MEDAL OF HONOR RECIPIENT
— On February 20, 1944, 2nd Lieutenant Walter E. Truemper was killed in action.
Walter Edward Truemper was born on October 31, 1918 in Aurora, Illinois. After high school,he attended business college and worked as an accounting clerk. He entered military service on June 23,1942. (Some accounts state he was drafted; others say he enlisted.)
After basic training, he served briefly with the 174th Field Artillery at Camp Bowie, Texas. In September 1942, he was accepted into the Aviation Cadet Program. He took pre-flight training at Ellington Field, Texas; flexible gunnery at Harlingen, Texas; and advanced navigator training at Hondo, Texas. He graduated on August 26, 1943 and was commissioned a 2nd Lieutenant.
He served with the 796th Bomb Squadron at Alexandria, Louisiana until December 1943 when he was assigned as part of a replacement crew to England.
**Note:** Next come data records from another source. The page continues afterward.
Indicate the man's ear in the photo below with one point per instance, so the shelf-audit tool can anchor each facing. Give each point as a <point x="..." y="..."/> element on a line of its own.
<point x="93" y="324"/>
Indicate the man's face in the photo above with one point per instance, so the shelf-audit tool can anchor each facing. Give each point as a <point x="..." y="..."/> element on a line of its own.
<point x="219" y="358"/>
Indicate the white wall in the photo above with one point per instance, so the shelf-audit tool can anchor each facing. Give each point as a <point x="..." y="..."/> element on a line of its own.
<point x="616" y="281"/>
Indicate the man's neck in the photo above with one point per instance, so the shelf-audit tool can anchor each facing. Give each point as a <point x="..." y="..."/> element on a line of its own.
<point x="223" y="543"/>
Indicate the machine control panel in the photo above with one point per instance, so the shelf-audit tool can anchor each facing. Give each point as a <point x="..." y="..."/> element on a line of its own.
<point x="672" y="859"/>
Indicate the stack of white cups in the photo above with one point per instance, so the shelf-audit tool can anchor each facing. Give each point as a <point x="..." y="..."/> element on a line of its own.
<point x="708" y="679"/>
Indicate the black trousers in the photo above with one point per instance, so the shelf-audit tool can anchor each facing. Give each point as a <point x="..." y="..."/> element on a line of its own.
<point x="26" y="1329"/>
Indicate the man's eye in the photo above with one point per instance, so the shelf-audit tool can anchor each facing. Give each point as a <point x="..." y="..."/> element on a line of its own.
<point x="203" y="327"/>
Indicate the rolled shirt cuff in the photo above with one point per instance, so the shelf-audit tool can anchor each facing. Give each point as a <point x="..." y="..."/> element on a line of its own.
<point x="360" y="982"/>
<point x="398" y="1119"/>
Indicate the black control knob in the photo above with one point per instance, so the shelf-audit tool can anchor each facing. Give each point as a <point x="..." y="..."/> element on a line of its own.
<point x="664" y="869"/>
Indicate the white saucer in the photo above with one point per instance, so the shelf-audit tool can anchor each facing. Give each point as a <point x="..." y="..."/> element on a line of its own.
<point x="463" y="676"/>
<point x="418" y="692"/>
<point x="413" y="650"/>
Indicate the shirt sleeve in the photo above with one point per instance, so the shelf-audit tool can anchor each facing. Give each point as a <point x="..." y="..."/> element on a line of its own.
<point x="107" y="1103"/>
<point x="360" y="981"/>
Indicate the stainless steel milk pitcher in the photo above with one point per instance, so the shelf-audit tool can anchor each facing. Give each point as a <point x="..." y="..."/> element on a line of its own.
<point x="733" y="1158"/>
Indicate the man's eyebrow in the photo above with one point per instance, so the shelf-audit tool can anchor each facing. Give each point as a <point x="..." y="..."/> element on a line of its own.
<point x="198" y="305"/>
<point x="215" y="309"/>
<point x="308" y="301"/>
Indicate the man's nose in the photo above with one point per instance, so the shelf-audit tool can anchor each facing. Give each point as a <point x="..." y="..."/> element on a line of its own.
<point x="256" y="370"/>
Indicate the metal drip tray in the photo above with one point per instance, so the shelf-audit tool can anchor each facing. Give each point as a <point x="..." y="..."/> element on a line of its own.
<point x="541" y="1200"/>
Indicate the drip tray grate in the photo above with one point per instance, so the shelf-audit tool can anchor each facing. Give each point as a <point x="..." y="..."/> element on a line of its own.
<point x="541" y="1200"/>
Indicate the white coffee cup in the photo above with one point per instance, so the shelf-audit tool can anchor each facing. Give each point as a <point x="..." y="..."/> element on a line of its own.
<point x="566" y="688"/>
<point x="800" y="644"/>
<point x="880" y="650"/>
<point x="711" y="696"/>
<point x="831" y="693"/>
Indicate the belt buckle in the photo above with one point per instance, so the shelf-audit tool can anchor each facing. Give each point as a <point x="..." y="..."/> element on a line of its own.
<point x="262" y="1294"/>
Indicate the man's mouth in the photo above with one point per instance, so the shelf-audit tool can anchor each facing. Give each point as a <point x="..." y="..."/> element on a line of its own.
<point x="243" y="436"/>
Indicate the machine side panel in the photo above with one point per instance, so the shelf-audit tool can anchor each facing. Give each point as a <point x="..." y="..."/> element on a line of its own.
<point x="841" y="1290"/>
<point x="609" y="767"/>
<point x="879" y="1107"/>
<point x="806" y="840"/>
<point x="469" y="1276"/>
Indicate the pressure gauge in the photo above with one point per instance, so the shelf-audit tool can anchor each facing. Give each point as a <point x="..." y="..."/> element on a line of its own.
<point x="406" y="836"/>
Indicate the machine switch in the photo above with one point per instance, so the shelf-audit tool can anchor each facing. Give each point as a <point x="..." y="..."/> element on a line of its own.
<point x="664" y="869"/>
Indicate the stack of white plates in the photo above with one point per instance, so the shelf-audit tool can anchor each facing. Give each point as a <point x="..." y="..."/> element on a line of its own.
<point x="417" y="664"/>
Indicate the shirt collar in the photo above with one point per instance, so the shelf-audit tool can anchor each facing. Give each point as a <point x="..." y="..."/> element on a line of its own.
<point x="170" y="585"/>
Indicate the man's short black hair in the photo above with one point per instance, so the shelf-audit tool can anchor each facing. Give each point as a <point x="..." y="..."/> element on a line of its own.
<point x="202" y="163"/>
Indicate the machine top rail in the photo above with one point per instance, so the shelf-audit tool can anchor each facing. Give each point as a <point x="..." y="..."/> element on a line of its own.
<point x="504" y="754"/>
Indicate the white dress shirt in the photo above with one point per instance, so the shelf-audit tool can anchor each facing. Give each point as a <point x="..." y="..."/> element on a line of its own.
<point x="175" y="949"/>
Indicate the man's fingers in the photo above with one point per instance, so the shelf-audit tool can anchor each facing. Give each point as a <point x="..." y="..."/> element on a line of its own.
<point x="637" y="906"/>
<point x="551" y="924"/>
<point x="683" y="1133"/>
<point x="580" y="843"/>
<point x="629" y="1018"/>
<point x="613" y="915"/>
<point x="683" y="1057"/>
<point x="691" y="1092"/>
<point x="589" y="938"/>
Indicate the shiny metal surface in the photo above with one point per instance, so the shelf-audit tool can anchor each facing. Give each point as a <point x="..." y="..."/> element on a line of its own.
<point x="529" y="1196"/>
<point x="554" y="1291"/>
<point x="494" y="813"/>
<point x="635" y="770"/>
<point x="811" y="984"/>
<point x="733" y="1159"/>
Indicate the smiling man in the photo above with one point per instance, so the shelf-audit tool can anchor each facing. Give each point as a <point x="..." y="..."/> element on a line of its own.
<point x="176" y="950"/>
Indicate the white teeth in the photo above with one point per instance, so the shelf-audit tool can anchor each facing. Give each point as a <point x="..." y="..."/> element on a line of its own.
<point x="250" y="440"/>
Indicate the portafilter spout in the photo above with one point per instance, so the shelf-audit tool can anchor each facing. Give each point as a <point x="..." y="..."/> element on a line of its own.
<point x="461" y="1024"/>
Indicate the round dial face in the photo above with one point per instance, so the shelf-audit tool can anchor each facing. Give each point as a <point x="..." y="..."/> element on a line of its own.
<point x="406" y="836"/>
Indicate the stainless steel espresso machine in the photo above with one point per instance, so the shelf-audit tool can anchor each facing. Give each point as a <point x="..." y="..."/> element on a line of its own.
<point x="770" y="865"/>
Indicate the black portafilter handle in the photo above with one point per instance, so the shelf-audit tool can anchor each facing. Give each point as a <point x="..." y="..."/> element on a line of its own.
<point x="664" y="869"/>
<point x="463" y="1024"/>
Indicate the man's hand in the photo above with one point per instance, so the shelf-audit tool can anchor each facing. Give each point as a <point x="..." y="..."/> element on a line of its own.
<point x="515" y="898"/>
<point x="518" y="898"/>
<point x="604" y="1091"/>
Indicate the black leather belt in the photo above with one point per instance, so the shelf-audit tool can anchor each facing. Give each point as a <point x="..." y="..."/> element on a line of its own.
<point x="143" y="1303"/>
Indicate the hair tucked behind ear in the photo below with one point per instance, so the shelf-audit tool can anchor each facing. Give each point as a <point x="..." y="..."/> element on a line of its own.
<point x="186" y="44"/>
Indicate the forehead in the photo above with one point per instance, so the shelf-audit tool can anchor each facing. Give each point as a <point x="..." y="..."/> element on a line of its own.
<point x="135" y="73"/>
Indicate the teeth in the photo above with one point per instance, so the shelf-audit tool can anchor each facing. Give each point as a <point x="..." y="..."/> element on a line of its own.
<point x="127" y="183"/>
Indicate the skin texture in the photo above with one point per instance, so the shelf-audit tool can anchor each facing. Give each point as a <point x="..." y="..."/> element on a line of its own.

Arriving in England, he was assigned to the 510 Bomb Squadron, 351st Bomb Group located at RAF Polebrook.
He flew several combat missions between December 1943 and February 1944. On February 20, 1944 as part of “Big Week,” he flew on a mission to Leipzig. The aircraft was attacked by enemy fighters, and the pilot severely wounded and another member killed. The remainder of the crew bailed out except for Truemper and the flight engineer, SSgt Archie Mathias. Truemper and Mathias would not leave the wounded pilot, so attempted a landing. The aircraft crashed and all three were killed. Truemper and Mathias both were awarded the Medal of Honor.
MEDAL OF HONOR CITATION
For conspicuous gallantry and intrepidity at risk of life above and beyond the call of duty in action against the enemy in connection with a bombing mission over enemy-occupied Europe on 20 February 1944. The aircraft on which 2d Lt. Truemper was serving as navigator was attacked by a squadron of enemy fighters with the result that the copilot was killed outright, the pilot wounded and rendered unconscious, the radio operator wounded and the plane severely damaged Nevertheless, 2d Lt. Truemper and other members of the crew managed to right the plane and fly it back to their home station, where they contacted the control tower and reported the situation. 2d Lt. Truemper and the engineer volunteered to attempt to land the plane. Other members of the crew were ordered to jump, leaving 2d Lt. Truemper and the engineer aboard. After observing the distressed aircraft from another plane, 2d Lt. Truemper’s commanding officer decided the damaged plane could not be landed by the inexperienced crew and ordered them to abandon it and parachute to safety. Demonstrating unsurpassed courage and heroism, 2d Lt. Truemper and the engineer replied that the pilot was still alive but could not be moved and that they would not desert him. They were then told to attempt a landing. After 2 unsuccessful efforts their plane crashed into an open field in a third attempt to land. 2d Lt. Truemper, the engineer, and the wounded pilot were killed.